Eligibility Criteria
Ages Eligible for Study
18 years and older (ADULT, OLDER_ADULT)
Accepts Healthy Volunteers
No
Genders Eligible for Study
All
Description
Inclusion Criteria:
- Histological/cytological diagnosis of primary HCC, excluding cholangiocarcinoma, hepatocholangiocarcinoma, fibrolamellar carcinoma and hepatoblastoma
- Advanced stage HCC per EASL-EORTC (European Association for the Study of the Liver-European Organisation for Research and Treatment of Cancer) guidelines, i.e. patients who are not candidates for curative interventions and not candidates for locoregional modalities
- Patients naïve to systemic therapy for HCC
- Tumor status (as determined by radiology evaluation): At least one measurable viable tumor in the liver, ≥1 cm longest diameter (LD), using a dynamic imaging technique (arterial phase of triphasic computerized tomography [CT] scan, or dynamic contrast-enhanced magnetic resonance imaging [MRI]), and injectable under imaging-guidance (CT or ultrasound)

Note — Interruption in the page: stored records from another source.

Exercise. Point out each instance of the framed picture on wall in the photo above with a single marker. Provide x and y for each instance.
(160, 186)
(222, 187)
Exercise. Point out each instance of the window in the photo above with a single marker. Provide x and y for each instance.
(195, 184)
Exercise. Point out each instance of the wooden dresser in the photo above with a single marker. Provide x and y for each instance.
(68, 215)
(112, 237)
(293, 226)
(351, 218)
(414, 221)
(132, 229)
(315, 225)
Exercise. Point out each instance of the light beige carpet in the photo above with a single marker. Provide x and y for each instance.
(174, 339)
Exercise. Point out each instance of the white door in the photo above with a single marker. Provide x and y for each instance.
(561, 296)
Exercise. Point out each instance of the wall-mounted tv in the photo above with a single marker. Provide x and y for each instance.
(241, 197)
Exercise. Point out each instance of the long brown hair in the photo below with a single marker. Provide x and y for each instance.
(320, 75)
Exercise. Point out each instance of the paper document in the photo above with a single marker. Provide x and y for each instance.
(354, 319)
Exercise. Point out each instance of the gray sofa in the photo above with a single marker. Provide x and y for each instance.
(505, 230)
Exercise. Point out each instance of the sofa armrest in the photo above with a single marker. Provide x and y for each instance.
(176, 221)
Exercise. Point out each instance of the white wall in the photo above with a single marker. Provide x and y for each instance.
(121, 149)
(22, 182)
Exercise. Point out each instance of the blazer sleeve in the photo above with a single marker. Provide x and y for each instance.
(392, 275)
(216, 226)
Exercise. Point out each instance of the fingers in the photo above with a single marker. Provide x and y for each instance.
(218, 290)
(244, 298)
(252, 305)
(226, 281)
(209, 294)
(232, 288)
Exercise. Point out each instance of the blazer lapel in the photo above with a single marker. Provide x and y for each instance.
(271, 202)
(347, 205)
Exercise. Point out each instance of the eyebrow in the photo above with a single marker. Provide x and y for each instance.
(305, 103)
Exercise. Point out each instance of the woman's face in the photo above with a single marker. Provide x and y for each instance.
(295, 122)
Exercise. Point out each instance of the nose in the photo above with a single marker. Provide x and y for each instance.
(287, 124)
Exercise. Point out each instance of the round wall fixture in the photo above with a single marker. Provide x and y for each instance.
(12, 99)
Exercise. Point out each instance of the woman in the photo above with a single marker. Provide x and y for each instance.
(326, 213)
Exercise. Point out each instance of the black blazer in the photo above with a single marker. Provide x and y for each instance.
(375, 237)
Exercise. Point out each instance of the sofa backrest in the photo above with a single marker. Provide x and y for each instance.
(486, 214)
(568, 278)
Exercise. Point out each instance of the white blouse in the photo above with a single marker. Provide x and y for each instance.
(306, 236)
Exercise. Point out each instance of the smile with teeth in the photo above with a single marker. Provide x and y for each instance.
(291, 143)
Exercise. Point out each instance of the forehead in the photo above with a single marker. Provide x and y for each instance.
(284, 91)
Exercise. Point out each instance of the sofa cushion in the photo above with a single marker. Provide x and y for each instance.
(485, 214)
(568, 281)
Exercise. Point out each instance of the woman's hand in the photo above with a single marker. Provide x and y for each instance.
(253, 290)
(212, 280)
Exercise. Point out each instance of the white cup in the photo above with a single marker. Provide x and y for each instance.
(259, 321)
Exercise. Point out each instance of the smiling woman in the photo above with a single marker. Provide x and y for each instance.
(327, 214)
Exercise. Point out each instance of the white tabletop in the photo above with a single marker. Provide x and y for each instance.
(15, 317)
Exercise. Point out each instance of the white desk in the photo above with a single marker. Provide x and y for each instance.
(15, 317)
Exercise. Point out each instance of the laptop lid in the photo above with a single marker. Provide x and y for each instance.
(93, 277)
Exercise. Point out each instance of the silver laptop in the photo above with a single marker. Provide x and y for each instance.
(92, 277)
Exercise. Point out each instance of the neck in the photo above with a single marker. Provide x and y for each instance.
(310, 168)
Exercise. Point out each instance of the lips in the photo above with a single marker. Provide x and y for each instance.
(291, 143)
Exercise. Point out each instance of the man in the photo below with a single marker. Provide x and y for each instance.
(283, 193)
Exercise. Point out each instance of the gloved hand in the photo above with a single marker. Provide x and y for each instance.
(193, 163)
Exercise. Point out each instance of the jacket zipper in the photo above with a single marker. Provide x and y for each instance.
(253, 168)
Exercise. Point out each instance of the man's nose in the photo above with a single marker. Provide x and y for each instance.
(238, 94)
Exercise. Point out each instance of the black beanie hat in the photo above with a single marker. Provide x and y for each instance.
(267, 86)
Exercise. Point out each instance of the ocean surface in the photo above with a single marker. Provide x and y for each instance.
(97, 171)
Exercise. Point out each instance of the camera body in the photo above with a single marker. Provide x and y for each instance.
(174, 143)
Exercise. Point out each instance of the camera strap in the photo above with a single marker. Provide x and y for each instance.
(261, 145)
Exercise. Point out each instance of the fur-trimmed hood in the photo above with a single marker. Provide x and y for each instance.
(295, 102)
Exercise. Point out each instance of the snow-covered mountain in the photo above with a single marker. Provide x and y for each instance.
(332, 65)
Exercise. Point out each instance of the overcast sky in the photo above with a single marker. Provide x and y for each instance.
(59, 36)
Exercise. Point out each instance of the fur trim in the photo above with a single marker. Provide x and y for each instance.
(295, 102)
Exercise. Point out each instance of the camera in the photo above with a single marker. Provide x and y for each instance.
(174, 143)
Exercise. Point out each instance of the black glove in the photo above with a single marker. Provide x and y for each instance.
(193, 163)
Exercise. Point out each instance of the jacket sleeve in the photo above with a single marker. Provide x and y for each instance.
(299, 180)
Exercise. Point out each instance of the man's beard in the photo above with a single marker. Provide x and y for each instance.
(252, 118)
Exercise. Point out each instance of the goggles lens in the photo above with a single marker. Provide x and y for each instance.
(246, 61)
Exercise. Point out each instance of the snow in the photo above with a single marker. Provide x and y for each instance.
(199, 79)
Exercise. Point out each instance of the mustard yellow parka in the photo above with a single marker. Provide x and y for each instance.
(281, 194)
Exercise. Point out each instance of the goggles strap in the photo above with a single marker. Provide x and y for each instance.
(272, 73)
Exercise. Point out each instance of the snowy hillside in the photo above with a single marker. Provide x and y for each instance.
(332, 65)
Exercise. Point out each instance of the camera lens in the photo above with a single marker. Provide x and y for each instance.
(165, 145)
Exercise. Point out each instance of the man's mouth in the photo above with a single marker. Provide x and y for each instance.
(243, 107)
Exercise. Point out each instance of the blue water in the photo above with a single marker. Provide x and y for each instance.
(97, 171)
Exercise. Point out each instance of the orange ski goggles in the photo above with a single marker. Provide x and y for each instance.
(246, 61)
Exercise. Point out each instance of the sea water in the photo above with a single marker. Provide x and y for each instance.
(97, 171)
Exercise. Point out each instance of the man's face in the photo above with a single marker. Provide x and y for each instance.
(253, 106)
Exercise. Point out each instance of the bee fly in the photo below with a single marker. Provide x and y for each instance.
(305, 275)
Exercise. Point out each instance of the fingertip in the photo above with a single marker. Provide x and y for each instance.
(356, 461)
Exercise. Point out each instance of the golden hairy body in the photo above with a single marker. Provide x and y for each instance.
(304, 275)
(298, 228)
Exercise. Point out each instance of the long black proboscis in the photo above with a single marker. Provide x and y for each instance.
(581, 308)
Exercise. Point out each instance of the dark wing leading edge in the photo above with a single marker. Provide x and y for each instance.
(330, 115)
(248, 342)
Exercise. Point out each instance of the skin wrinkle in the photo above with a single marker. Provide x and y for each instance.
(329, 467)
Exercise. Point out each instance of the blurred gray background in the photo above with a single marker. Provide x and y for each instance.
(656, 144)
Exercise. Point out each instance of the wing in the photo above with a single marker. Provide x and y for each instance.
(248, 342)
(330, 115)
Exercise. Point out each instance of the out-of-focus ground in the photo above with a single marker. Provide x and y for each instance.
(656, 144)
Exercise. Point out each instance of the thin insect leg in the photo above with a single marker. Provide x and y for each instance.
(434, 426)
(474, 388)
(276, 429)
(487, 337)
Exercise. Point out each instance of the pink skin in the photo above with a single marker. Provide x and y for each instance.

- At least one tumor that has not received prior local-regional treatment, or that has exhibited definitive growth of viable tumor since prior local-regional treatment of HCC undertaken at least 4 weeks prior to enrolment or 3 months prior to enrolment for radioembolization
- Child-Pugh Class A. Note: paracentesis, albumin infusion or diuretic treatment cannot be used to downgrade Child-Pugh score (e.g., to improve from severe to moderate/mild or from moderate to mild ascites)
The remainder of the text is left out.